If she could somehow go back to that room, replete with colour and light and poetic descriptions. If she could retrieve both her stubbornness and her enchantment, maybe she could still write something good while she was here. She wanted to write for its own sake. She wanted to write something that felt like dipping a bucket into a well brimming with colours and secrets and raise it, ever so slowly, to the top.
♦♦♦
Esme woke very early and swept the leaves in the sandy yard. Her sweeping was a going away present. It was so much harder for Margit without John and their daughter helping. The bus was due today, and Margit had told her this time the driver was coming right to the door. There were passengers with hotel reservations, more than there had been in a long time, and they didn’t want to drag their luggage through the potholes.
Her bag was packed and she had paid her bill. Esme was getting on the bus even though she hadn’t gone to Dream with Jeannie the fish-monger, hadn’t seen her aunt. Her blue dress stuck to her legs, her skin damp with sweat in the heat and now coated with a thin film of dust as well. The sand from the dunes was constantly blown across the highway by the itinerant winds.
Behind her the hotel stood, anomalous as though it was the last vestige of a town that had been razed by some catastrophe either environmental or perhaps spillover from an uprising. She had never questioned it, just as she had never questioned the hotel moving a few miles up and down the highway that everyone agreed it periodically did. Maybe the impossibility of it moving made its other oddnesses pale in comparison and so they were ignored. Why for instance did a three-storey hotel stand near a lonely crossroads with only a few scattered dwellings nearby? Why did the hotel have blind arcades on the east wall, painted and re-painted red long ago, much of the paint now scaled off by the sea wind?
Jeannie had told her she wouldn’t want to see Annielle, not the way she was now. And probably she shouldn’t even go to Dream. Reality wasn’t stable there, maybe even a side effect of Annielle’s madness, as though ripples of unreality spread out from her like waves from a stone thrown into a still pond. The fish in Dream was the best but Jeannie hardly went herself anymore. She was afraid she’d fall into a breach or get caught in a vortex and not be able to come back.
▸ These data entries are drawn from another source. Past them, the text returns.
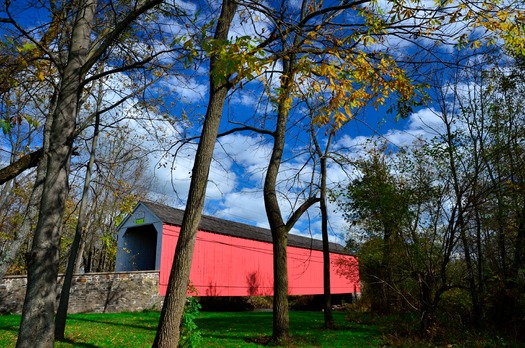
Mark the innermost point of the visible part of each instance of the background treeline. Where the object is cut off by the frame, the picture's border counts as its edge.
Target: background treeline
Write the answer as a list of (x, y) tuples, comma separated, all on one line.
[(439, 226)]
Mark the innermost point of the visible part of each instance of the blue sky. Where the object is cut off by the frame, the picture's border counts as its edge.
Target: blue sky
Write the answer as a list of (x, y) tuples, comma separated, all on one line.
[(235, 185)]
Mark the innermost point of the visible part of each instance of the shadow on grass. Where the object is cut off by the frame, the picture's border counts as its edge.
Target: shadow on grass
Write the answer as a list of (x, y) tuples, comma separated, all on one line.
[(150, 322), (306, 328), (78, 344)]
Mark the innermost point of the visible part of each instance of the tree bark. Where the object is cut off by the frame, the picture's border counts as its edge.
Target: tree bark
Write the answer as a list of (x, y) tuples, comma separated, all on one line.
[(168, 331), (36, 327), (60, 319), (33, 207), (25, 162), (328, 317), (281, 321)]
The shredding was getting worse.
There had been other disappointments for Esme, including never speaking with Rachel. Esme felt the stranger was a lot like her; they were both drawn to this isolated hotel for reasons no one else would understand. She had hoped that one day Rachel would stop on the stairs and say hello.
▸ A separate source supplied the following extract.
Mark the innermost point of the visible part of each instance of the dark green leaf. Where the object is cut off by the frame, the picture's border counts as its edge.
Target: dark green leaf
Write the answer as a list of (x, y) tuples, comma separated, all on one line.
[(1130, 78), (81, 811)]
This morning Rachel had sat with them and drunk coffee and eaten toast but she hadn’t spoken much, immersed in her screen. She had wavered a little as though she was only partly there. And Esme had once again felt too shy to start the conversation.
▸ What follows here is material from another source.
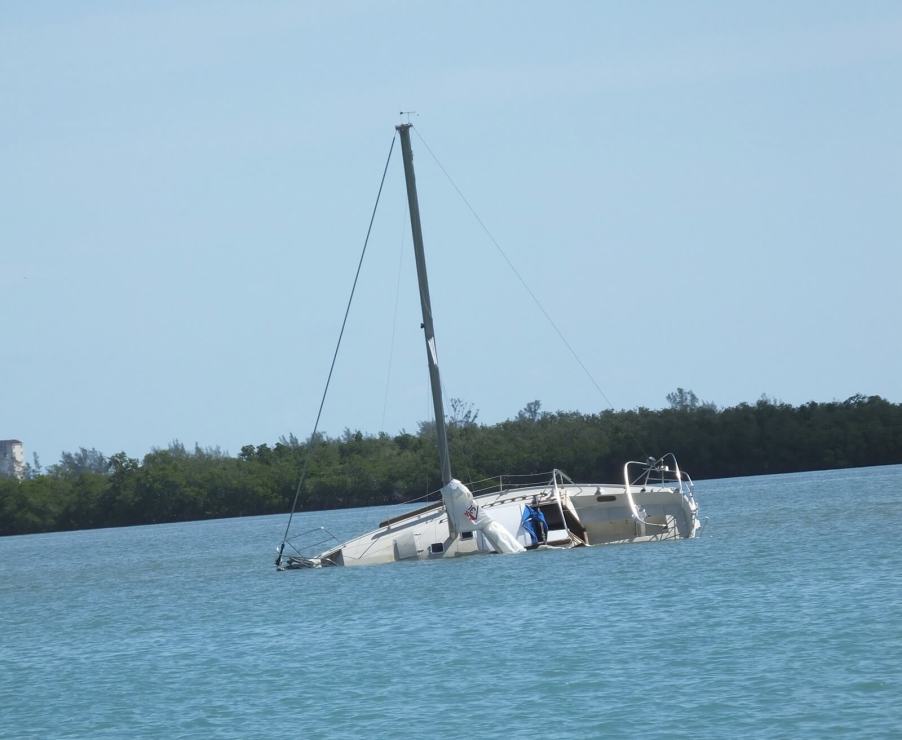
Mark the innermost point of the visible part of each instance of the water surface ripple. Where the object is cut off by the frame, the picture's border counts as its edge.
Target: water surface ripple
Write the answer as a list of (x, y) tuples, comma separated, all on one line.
[(783, 620)]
She went inside to rest. They’d all have lunch together at the makeshift dining table they’d set up in the lobby and covered with a red checkered oil cloth to hide the splits in the wood. They’d feast on fish from Jeannie’s last, and she said final, trip to the tip of the peninsula. Esme had gathered wild mint for tea, and there was grated carrot salad from the little garden in the back; carrots and peas liked the sandy soil.
On her way back upstairs she noticed a laptop on the table. The computer belonged to Rachel. Esme glanced around. There was no sign of Margit or Rachel. Esme gently opened the lid. There was text on the screen. It looked like a story or a memoir. Maybe Margit had told her Rachel was a writer. She couldn’t remember.